As well as focusing on minimising the gap between the platform and the train, the recommendations also called for the person who is responsible for the dispatch to see along the edge of the platform for as long as possible, ideally until the train has left the platform and to be able to brake immediately and directly in the event of an incident on the platform edge– something that is not currently possible.
The new trains will make the Merseyrail network the most accessible traditional railway in the country. How?
Passengers with wheelchairs, buggies and bikes or other mobility challenges will be able to get from the platform on to the train largely unassisted, removing the need for a ramp that is currently deployed by station staff.
The body of the train designed to fill the gap between it and the platform, the lower train floors reducing stepping distances, as well as the sliding step from the train and modifications to platform and track, all represent a pioneering approach for the UK in terms of safety and accessibility of the network.
This level of accessibility is usually only achieved on networks built from scratch and not Victorian networks, like Merseyrail’s, with its curved platforms and varying platform heights.
On-board features will also support those with mobility needs such as wider aisles, clear areas for bikes and wheelchairs, fold up seats to accommodate buggies and prams.
While not all Merseyrail stations currently have lift or ramp access to station platforms, a high proportion (more than 50 per cent ) allow for fully accessible end-to-end journeys.
The new trains are being built abroad. Will there be any benefits and opportunities locally?
New trains that can carry more people, and faster, will bring a significant boost to the local economy of around £70m a year and will lead to the creation of 1,000 jobs as existing and new businesses and organisations take advantage of improved connectivity.

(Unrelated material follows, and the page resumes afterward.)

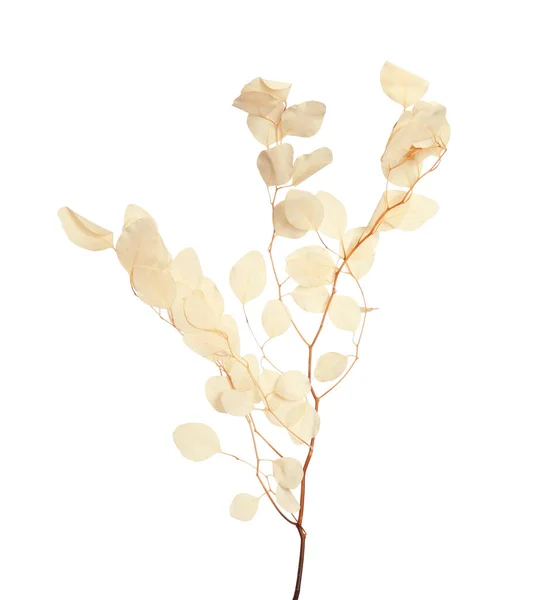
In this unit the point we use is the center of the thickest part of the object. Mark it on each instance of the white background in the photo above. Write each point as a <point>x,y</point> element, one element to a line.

While procurement laws mean that we can’t stipulate what can be built or made locally in relation to the project itself, we are doing all we can to encourage the use of local suppliers and other expertise. There will be the opportunities to bid for work, for example 1in the construction of the new maintenance depots and in servicing support.
In spring 2016 close to 40 suppliers, over half of which were from the Liverpool city region, got to ‘speed date’ with bidders to explore the potential for them to do business together.
Designs have been provided by Stadler, the preferred supplier of the new trains appointed by Merseytravel.